My dad never grasped the device—and even if he did, he wouldn’t have been able to hear her respond—but the rest of my family took to her immediately. Of course, the first day with your new Echo is filled with the usual grade school antics of trying to get her to say a dirty word, giving up on that, and just swearing at her directly.
The decision to buy an Echo was one I was nervous about. They looked interesting, but I worried about the “always listening” Big Brother device I was inviting into my home. You know what? Screw it. What is the FBI going to do with endless audio of me baby-talking to my dog like an idiot? “Who’s a good boy? That’s right! You are!” See what I mean?
And we didn’t just buy the Echo. No sir. This was our big, fun, tech gift for Christmas, so we also got a Dot for every bedroom. Now we have four of these surveillance assistants all over the house. Three months later, not only do I still use it, I freaking love it.
Now I constantly have music playing throughout my house. My music. That my kids don’t like. Loudly. If they don’t become Wu-Tang Clan fans soon, they may end up being someone else’s kids. Enter the Wu-Tang (36 Chambers) is a timeless classic.
When I am getting ready in the morning, Alexa reads me my news from NPR. Fox News is an option, but…no.
When we cook, she sets our timers. And by we, I mean my wife.
Before I go running, she tells me the weather. I don’t even look outside first!
After dinner, we play Jeopardy so we can feel stupid as a family.
At night, I sleep better because she plays ocean background noise (you can’t listen to Wu-Tang all the time).
She reminds us all when to wake up in the morning.

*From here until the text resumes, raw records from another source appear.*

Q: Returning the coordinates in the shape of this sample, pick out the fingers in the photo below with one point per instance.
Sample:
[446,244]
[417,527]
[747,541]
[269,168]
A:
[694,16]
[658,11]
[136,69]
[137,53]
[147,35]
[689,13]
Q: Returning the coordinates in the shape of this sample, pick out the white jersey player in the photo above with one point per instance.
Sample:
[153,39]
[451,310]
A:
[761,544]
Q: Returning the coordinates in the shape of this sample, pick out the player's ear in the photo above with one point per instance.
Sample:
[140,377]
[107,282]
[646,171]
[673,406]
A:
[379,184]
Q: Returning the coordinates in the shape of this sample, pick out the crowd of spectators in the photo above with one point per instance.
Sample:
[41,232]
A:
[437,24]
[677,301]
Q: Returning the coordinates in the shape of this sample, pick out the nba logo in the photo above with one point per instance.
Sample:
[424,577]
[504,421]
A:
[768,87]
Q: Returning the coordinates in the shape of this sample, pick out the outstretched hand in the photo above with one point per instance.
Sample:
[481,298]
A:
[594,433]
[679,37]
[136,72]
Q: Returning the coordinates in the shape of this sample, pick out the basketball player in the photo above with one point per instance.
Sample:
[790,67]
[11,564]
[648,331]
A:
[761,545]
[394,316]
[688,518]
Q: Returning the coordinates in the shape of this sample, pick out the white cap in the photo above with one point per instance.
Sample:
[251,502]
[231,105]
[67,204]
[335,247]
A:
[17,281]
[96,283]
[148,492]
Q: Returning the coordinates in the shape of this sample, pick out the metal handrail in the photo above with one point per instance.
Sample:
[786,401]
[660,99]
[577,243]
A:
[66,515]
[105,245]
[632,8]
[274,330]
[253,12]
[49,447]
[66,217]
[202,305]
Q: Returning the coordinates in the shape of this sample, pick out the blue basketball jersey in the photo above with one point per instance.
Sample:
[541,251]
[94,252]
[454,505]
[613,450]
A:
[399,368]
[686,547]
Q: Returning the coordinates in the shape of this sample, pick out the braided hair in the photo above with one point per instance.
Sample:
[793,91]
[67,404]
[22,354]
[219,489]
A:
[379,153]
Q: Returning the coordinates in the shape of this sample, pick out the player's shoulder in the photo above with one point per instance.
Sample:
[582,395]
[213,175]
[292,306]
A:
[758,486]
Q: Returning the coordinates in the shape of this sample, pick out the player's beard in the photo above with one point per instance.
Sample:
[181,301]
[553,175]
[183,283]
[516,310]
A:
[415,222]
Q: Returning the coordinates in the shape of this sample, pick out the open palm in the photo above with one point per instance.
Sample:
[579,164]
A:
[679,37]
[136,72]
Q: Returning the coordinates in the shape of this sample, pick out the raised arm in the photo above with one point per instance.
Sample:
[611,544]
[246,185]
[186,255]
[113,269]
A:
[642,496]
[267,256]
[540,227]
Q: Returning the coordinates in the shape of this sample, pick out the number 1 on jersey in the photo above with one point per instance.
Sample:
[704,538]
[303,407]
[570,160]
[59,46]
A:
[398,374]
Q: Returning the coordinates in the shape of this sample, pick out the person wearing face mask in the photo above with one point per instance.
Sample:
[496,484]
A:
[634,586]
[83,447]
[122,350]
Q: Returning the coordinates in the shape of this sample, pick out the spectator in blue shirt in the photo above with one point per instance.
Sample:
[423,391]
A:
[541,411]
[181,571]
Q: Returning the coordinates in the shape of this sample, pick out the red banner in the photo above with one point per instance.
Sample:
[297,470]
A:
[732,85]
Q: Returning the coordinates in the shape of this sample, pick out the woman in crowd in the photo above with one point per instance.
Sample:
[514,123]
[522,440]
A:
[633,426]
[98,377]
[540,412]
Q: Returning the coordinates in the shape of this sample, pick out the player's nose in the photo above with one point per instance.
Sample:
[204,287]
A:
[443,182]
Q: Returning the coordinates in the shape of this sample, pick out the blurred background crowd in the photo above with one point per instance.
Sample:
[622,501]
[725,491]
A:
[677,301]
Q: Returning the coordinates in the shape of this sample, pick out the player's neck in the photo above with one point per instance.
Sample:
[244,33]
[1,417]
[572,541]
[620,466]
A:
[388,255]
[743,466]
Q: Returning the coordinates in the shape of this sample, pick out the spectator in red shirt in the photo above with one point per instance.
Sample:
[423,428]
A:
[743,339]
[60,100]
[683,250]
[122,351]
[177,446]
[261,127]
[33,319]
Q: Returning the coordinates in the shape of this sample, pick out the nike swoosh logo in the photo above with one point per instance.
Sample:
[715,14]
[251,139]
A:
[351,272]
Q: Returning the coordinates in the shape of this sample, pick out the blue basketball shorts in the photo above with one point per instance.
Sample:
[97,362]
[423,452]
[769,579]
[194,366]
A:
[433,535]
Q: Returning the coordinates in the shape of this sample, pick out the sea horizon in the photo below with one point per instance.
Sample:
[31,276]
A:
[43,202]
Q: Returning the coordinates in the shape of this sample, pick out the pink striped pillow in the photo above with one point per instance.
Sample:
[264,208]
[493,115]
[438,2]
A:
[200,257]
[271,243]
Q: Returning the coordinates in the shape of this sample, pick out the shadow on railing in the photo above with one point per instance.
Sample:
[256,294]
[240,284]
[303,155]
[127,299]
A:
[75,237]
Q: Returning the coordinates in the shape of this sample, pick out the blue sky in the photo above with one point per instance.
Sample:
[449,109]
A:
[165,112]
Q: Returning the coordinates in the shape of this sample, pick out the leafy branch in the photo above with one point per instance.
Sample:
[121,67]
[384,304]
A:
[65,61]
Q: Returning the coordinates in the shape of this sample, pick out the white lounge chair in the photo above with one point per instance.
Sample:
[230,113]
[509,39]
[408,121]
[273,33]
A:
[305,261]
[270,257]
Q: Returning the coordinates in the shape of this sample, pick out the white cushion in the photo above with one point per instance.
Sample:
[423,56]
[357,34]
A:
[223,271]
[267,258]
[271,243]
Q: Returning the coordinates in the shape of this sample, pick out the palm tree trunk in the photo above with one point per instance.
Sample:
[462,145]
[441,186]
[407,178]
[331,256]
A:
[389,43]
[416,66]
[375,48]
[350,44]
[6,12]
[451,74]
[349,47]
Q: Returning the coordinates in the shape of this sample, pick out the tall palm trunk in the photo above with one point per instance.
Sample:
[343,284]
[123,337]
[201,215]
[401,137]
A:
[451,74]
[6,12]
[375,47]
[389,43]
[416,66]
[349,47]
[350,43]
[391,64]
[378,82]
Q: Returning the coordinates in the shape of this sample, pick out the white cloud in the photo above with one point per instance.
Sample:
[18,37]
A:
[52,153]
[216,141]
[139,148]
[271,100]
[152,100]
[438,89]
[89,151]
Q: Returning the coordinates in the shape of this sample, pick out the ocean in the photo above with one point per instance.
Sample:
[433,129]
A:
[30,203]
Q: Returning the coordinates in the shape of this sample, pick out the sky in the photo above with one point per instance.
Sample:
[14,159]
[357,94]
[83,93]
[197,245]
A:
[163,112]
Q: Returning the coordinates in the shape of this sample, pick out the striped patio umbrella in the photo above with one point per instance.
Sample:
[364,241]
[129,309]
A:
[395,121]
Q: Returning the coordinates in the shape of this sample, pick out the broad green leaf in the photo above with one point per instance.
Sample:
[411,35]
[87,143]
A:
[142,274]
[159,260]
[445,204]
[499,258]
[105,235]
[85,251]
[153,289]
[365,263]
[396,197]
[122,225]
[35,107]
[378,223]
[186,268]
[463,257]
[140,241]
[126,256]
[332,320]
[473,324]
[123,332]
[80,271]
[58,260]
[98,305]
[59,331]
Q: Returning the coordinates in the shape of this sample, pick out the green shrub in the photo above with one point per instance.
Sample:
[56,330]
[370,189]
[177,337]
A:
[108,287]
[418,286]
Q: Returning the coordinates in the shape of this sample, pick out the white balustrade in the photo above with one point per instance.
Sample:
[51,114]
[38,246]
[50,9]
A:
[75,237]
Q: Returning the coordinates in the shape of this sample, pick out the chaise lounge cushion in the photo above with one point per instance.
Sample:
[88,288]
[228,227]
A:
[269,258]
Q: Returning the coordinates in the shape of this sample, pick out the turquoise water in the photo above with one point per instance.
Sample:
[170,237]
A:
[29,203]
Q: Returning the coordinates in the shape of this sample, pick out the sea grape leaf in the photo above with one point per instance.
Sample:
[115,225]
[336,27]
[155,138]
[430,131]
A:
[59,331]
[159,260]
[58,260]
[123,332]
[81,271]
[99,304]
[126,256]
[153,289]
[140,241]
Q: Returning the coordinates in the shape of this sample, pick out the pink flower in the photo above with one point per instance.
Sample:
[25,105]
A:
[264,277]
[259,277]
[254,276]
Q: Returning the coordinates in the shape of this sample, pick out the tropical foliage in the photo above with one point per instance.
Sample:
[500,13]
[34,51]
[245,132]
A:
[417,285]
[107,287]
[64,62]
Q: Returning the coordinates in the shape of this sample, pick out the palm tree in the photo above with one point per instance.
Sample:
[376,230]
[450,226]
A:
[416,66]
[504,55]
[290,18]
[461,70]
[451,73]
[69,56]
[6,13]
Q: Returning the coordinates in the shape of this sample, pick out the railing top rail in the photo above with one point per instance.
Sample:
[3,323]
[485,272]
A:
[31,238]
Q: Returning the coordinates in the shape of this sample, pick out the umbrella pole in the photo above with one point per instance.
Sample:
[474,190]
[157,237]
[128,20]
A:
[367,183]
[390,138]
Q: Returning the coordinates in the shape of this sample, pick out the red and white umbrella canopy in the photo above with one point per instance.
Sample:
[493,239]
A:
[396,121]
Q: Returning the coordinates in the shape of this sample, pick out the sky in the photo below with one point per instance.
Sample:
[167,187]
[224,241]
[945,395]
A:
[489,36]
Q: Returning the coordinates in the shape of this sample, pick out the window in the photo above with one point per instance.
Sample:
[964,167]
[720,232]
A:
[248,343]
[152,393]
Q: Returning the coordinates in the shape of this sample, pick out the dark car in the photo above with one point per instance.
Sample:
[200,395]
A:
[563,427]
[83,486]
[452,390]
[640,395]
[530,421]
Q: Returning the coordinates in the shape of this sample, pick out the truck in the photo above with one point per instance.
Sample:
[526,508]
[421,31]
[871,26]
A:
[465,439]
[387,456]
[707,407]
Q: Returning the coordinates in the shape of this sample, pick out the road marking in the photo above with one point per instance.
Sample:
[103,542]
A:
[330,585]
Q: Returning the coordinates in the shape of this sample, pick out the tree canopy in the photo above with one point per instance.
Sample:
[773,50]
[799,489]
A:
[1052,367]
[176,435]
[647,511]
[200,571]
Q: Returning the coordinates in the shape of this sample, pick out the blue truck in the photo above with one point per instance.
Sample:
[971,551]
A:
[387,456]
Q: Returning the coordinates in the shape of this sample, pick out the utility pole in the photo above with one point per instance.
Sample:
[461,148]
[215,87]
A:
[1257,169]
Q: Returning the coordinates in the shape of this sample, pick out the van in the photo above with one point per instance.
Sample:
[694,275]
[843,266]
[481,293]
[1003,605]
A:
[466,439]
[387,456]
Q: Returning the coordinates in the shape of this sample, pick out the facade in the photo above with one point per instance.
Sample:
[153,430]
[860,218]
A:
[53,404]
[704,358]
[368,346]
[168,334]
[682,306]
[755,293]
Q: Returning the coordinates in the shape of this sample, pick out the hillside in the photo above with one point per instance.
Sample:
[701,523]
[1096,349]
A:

My teenage kids don’t listen, but at least Alexa does her job.
My daughter thinks her jokes are hilarious (they aren’t).
This is the just stuff we use daily. We don’t even take full advantage of everything Alexa can do, so my fears of it being an unused novelty appear to be unfounded. Unlike the Apple Watch, Alexa provides something useful that will enhance your life. If you want to fight with me about the Apple Watch, name the time and the place. That thing is pointless.